Jack Beckman collected his first NHRA Full Throttle championship Sunday at the Automobile Club of Southern California NHRA Finals with a second-round victory. Beckman, who entered the event first in points ahead of teammate Ron Capps, won the championship in the semifinals when Capps fell to Courtney Force. Beckman, who also had reached the semifinals, then lost to Cruz Pedregon, making the final margin of victory for Beckman just two points.

“I’m really not feeling anything right now,” said Beckman. “You think about this, and you dream about this. It’s going to take me a while to wrap my head around this. We would have loved to have won it head to head in the final, but the trophy is going to shine just as well no matter what. We really wanted to win.

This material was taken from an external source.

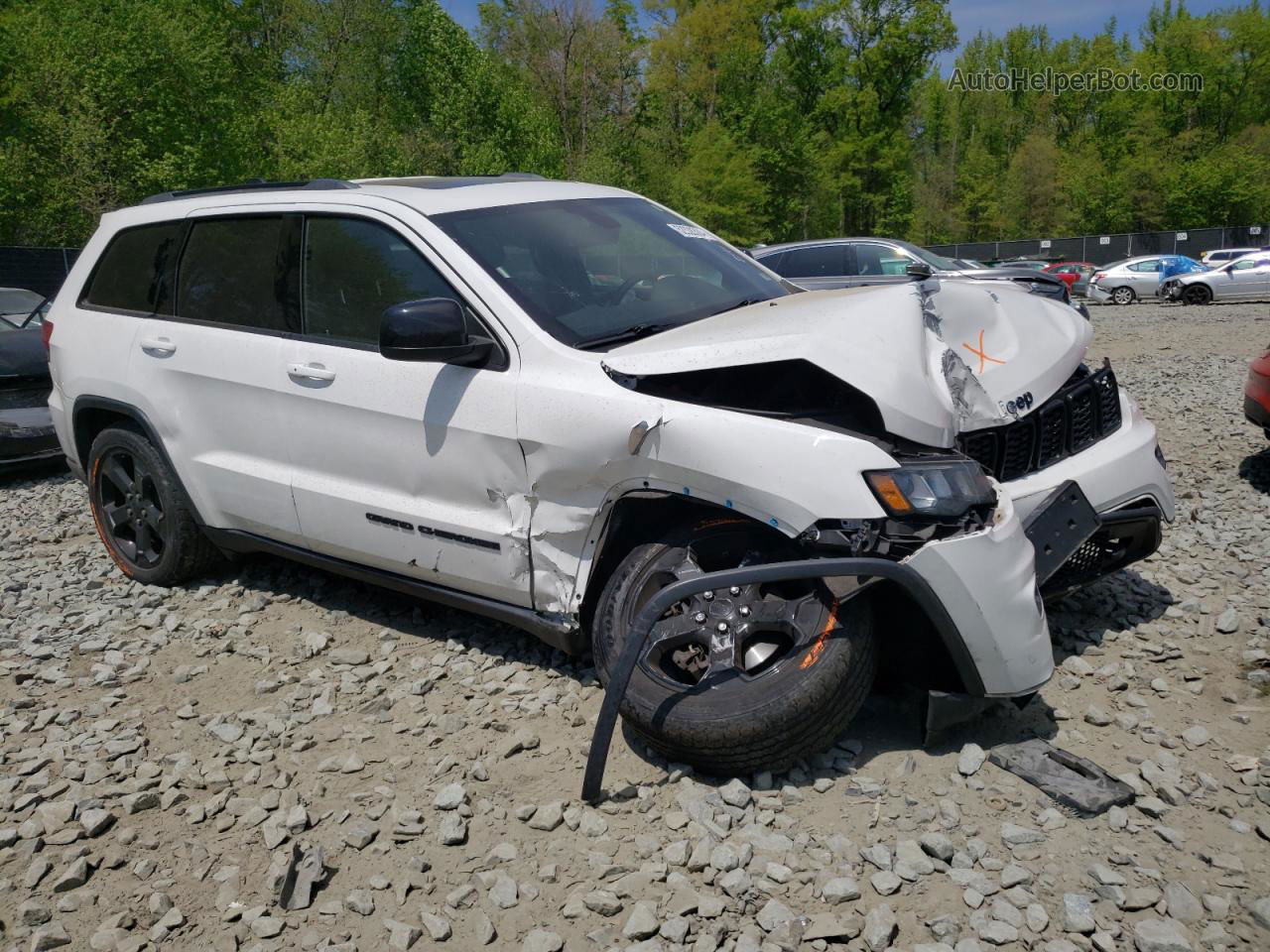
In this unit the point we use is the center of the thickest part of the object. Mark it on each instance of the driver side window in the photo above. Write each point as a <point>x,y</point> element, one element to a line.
<point>353,270</point>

“When you’re strapped in the car, you really can’t see the cars very much because the crewmen are all standing up on the starting line blocking your view. All the guys wearing NAPA shirts are great friends of mine and for three years were my crew guys, and when Capps was running, I could see his car between a couple of guys. It looked like it was running good, and I thought, ‘OK, they’re going to turn the win light on,’ and then I see one of them put his head down on the other's shoulder. I’m like, ‘I think he just lost,’ but there was no reaction from our crew. I’m not sure if they were staring just to make sure the light stayed on. It took probably five seconds, which felt like a half-hour, and they said, ‘We just won it.’ Then I thought, ‘Well, I can’t celebrate right now. We have to go up there and try to win.’ We didn’t, and I’m not all that upset about it, to be honest with you."

After a somewhat quiet but solid start to the year that included six round-wins in the first four races, Beckman got thrust into the headlines following the spring Las Vegas race when team owner Don Schumacher decided to do a team swap between Beckman and Capps. That gave Beckman Capps’ old crew plus new crew chief Todd Smith, most known for his success in the dragster ranks and somewhat of an unknown when it came to tuning a Funny Car.

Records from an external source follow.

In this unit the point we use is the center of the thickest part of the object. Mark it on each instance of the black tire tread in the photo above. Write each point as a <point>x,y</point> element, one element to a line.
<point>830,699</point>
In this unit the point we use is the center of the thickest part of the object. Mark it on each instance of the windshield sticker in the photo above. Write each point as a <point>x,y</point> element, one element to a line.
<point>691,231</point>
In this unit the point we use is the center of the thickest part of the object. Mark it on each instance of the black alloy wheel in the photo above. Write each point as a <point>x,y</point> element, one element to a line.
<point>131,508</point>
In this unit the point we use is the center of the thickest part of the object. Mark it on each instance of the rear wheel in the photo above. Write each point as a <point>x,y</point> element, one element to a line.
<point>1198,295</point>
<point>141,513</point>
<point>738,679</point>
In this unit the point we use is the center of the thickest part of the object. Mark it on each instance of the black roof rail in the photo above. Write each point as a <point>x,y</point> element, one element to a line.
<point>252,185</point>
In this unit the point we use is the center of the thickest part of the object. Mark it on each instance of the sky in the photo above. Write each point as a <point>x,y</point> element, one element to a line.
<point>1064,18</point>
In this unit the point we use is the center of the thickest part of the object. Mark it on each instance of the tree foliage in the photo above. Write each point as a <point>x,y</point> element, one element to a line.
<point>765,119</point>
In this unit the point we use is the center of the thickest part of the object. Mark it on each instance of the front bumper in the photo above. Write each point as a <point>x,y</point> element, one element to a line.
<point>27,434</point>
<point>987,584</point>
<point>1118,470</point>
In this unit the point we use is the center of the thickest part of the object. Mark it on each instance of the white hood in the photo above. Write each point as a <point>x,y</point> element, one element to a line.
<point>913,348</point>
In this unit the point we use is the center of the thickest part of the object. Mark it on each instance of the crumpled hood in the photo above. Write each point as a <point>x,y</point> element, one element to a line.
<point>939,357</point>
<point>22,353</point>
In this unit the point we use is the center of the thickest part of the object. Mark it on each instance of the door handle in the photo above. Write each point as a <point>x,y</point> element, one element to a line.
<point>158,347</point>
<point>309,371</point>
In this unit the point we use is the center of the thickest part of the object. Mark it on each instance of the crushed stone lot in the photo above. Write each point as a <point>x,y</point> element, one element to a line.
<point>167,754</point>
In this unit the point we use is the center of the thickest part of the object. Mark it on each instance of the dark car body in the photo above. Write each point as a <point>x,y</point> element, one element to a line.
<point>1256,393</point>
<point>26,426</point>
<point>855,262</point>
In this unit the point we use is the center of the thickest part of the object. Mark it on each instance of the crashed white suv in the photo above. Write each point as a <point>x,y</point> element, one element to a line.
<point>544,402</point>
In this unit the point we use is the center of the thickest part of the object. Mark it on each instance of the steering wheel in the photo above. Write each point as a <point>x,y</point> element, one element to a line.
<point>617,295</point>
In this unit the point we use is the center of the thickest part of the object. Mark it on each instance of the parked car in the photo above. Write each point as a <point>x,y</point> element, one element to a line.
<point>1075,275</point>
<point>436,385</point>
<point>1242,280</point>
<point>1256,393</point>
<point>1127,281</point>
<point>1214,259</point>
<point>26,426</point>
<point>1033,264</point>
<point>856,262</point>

“I’ve been really fortunate that every year I’ve finished in the top five, and that’s incredibly difficult to do, and I thought this was probably it and we’d be incredibly lucky to stay in the top five, maybe just make it into the Countdown because you’re bringing a guy in, Todd Smith, who had never been a crew chief on a Funny Car. They’re completely different animals. You could argue the parts are the same, but the application is completely different,” said Beckman. “Rahn Tobler, John Collins, and the seven guys that crew the NAPA car came over and built us an identical car. They handed the reins over to Todd and Terry [Snyder, assistant crew chief], and they babysat us for a couple of races, and Todd picked it up quicker than I ever in my wildest dreams would have imagined. It’s tough. I’m trying to get my head wrapped around this deal. I want to tell you it wasn’t my decision to switch teams, and this is a business. I got emails and texts from friends saying I got the short end of the stick, and I said, ‘Let me tell you, Don pays me, and he will never give me anything but a competitive Funny Car.’ He’s changed crew chiefs before. He’s changed teams before, and I’ve always finished in the top five, so I knew we would be OK. I didn’t know we would be champions.”

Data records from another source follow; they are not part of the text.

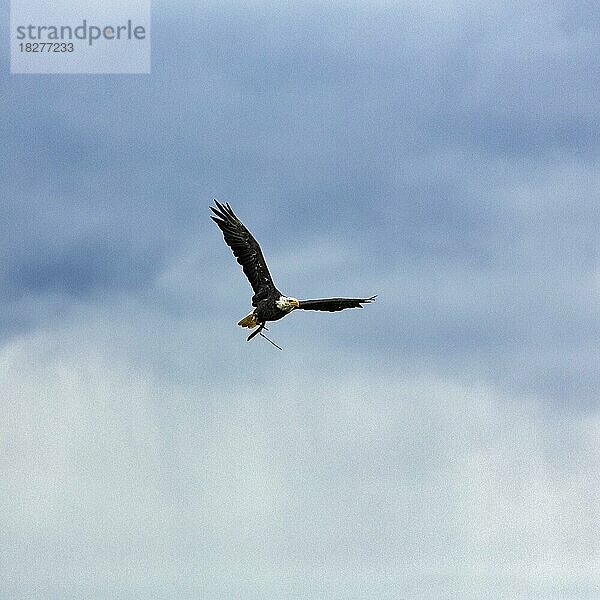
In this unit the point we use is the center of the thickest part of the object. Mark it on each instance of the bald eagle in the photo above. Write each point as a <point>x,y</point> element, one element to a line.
<point>269,303</point>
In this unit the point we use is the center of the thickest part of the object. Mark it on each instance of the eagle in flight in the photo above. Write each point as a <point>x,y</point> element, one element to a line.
<point>269,303</point>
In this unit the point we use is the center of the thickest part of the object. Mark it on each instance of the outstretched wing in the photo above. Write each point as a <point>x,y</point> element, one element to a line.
<point>334,304</point>
<point>246,249</point>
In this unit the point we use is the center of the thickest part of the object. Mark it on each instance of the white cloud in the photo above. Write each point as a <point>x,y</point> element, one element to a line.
<point>305,476</point>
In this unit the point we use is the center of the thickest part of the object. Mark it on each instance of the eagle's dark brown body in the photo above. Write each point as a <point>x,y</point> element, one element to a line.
<point>269,303</point>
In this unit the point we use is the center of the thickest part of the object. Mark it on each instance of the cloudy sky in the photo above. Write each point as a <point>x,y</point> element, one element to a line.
<point>441,443</point>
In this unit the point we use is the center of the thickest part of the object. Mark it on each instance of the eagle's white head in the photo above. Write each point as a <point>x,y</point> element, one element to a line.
<point>287,303</point>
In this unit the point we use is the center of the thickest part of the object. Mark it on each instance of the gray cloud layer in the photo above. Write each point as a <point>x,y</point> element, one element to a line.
<point>441,442</point>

The pair came out strong in Charlotte, qualifying fifth and advancing to the second round, but the new-team blues struck at the next two events when Beckman DNQ’d in Houston and lost in the first round in Atlanta. Beckman rebounded in a big way in Topeka, outlasting Capps for the Wally, Beckman’s first of three victories this season (Denver, St. Louis). From that point forward, Beckman not only consistently put round-wins on the board but also established himself as having one of the class’ best cars, qualifying in the top three at every race from Denver through Reading.

Beckman entered the Countdown third and remained there the first couple of races, but a win in St. Louis lifted him to second in the order, just 30 points behind Capps. He then put together a near-dream weekend in Reading, resetting the national e.t. record and posting a semifinal finish that included a defeat of Capps in a crucial second-round match, to move to the top of the points. Though Capps defeated Beckman in the final round in Las Vegas, Beckman maintained a slim four-point advantage entering the season finale.